503 UNAVAILABLE. {ā€˜error’: {ā€˜code’: 503, ā€˜message’: ā€˜The model is overloaded. Please try again later.’, ā€˜status’: ā€˜UNAVAILABLE’}}

I am using the free tier of the API.

Can you please resolve this issue at the earliest?

i am having the same issue on my end

same here over the last few days

Yes same issue here today using either 2.5 pro or flash. Model overload. Changed my location env. variables from us-central1 to us-east4. Worked for a bit and then same errors.

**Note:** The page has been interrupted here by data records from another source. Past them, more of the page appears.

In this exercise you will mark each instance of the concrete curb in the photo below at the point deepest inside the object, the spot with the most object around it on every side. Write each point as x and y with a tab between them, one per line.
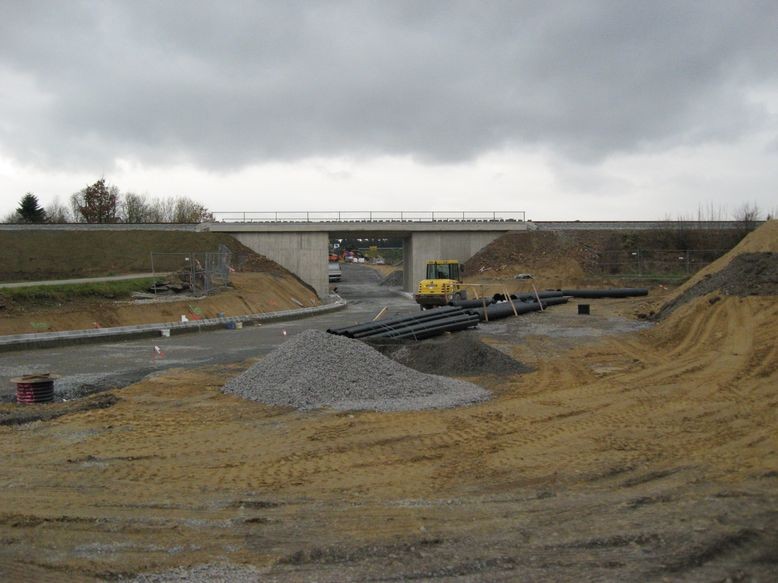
49	339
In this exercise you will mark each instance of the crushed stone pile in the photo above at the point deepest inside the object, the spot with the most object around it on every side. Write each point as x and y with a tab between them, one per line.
394	279
315	369
748	274
459	354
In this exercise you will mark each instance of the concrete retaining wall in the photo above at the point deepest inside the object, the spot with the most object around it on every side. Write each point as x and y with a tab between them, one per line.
304	254
422	247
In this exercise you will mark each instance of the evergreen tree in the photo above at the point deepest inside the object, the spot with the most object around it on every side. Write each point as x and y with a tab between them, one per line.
29	210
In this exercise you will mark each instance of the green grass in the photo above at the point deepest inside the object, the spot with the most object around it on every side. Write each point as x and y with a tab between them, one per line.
36	294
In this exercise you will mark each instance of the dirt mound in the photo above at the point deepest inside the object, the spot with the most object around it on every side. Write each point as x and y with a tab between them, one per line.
749	274
394	279
460	354
750	269
558	257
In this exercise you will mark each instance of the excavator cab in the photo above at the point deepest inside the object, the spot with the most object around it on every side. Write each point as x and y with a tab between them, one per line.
442	285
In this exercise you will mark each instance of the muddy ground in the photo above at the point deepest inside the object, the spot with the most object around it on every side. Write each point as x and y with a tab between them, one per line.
630	451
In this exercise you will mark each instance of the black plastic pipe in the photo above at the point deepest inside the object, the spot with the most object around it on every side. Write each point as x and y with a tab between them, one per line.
432	328
392	332
624	292
407	323
364	326
472	303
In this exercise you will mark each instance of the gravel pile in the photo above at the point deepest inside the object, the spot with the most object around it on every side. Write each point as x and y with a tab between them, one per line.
459	354
316	369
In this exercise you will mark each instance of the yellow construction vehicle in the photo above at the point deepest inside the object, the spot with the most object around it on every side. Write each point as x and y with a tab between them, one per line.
442	285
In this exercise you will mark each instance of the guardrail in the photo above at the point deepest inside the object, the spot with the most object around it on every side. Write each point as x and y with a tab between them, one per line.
367	216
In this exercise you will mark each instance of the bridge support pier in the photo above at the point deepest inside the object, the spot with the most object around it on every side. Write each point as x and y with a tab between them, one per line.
421	247
302	253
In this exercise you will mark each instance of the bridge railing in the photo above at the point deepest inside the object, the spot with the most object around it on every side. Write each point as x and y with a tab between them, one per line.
367	216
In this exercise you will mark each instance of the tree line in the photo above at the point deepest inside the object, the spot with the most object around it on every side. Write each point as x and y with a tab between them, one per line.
104	203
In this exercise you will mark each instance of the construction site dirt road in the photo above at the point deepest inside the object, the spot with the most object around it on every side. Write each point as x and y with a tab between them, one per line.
627	452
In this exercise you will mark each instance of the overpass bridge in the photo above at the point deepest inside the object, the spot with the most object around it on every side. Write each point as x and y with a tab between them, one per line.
300	241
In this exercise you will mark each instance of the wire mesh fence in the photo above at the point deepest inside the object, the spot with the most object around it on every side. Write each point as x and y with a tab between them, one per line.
201	273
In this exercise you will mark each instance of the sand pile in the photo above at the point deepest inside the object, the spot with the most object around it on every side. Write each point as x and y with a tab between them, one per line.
750	269
459	354
394	279
316	369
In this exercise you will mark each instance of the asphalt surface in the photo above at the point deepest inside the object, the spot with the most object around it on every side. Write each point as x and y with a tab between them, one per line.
93	367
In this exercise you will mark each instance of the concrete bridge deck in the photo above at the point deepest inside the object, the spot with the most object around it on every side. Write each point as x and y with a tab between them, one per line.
302	247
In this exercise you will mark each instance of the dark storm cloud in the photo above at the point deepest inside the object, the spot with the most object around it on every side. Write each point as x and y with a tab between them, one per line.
228	84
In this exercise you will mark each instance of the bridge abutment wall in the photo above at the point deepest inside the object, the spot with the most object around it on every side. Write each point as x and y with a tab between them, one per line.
302	253
422	247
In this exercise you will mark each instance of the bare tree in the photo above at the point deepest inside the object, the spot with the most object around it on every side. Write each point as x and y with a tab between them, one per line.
187	210
748	215
11	217
98	203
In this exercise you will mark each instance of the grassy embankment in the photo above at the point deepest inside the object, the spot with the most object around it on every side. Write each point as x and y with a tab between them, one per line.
49	294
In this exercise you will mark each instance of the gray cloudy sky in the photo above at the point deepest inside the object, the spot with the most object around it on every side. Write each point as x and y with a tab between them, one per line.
564	109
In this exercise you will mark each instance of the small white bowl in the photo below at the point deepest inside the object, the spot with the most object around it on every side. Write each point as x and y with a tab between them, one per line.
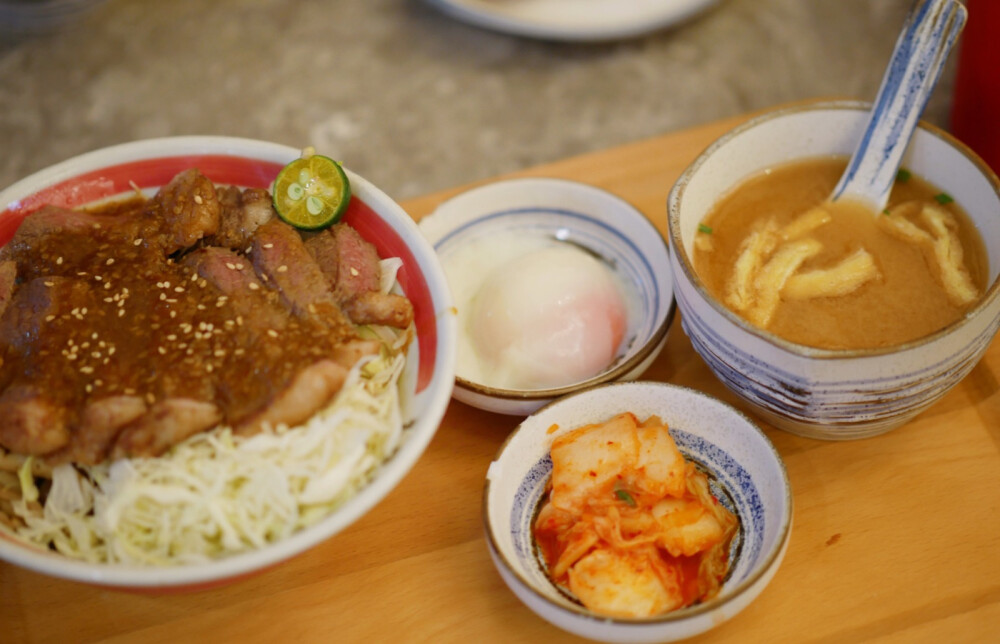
750	476
821	393
427	379
588	217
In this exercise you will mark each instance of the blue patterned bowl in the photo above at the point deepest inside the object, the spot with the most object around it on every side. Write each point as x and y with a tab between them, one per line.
746	474
821	393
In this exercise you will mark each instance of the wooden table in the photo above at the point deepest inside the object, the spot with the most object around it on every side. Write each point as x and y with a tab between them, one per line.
895	538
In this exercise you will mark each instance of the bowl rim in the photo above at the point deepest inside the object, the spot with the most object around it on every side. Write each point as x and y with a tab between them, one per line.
620	369
389	474
679	615
684	261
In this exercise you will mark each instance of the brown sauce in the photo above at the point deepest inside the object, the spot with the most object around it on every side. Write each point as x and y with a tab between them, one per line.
130	322
906	302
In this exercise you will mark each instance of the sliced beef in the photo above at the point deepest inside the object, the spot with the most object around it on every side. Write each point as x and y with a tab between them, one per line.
187	209
167	423
242	212
350	263
374	307
309	391
281	259
352	268
233	275
99	426
31	423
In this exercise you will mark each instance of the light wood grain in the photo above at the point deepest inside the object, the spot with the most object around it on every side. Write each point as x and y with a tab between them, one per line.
895	538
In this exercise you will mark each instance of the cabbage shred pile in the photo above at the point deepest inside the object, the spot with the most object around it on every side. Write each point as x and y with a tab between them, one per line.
217	494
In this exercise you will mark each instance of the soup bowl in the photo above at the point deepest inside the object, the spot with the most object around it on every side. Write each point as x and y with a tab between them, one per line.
824	393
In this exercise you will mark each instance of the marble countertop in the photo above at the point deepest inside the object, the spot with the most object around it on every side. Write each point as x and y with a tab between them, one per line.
410	98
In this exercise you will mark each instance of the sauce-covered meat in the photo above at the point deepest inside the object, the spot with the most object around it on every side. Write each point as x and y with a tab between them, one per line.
125	330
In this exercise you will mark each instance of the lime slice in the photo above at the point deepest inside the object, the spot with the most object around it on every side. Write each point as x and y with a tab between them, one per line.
311	192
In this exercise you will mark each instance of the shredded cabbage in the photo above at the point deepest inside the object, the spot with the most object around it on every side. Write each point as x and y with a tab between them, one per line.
217	494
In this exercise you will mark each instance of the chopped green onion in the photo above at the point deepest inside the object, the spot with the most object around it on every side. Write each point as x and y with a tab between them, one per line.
626	497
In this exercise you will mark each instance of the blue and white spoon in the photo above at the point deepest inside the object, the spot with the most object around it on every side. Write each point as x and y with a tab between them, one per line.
930	31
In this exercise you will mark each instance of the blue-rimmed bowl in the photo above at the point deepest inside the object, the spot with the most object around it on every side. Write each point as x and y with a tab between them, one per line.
823	393
590	218
745	472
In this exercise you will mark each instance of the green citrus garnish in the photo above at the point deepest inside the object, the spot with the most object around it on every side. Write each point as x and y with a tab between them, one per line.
311	192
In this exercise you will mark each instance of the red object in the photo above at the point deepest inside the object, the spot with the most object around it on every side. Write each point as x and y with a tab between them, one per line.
975	113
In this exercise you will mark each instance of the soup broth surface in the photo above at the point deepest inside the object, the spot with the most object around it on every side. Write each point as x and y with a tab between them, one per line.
904	302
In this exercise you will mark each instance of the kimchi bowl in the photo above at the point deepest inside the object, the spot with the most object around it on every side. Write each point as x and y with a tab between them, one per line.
746	475
425	380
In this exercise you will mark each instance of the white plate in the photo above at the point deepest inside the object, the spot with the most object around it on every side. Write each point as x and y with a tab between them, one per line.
573	20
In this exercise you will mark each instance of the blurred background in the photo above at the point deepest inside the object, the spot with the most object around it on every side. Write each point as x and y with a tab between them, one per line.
409	97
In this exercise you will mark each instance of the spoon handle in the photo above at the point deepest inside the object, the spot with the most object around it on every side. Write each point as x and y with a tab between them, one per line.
931	29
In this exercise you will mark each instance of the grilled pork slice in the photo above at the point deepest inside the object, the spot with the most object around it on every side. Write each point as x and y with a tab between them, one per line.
374	307
234	276
242	212
30	423
100	423
283	262
310	390
351	266
167	423
187	209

We are observing the same behaviour across our apps, and Google’s page does not acknowledge any degradation of service surprisingly

Exactly the same here. New customer, not on the free tier. Heres the situation yesterday. Currently I couldn’t go anywhere near this for production. Simpler prompts get through 2/3 times, the more involved ones take 5-10 refreshes before it finally gets through. All 503’s.

Hi @Madhusree_Rana,

Please let me know, if you are still facing this issue?

yes, using model gemini-3-pro-image-preview, especially for 4K requests.

This service has been unreliable and unsuitable for business use. I was evaluating Google AI as a fallback option for our benchmarking workflow, and out of only 20 test requests, around 40% failed with 503 errors. The same requests work on other models through vLLM or SGLang in under 5 seconds.

I tested multiple models in the Gemini API Console and AI Studio and encountered the same issue. I have also opened two separate support incidents.

Because of the repeated failures, I was requesting a full refund of all credits and usage charges. The current level of reliability is not acceptable for our business, and we are moving away from the platform.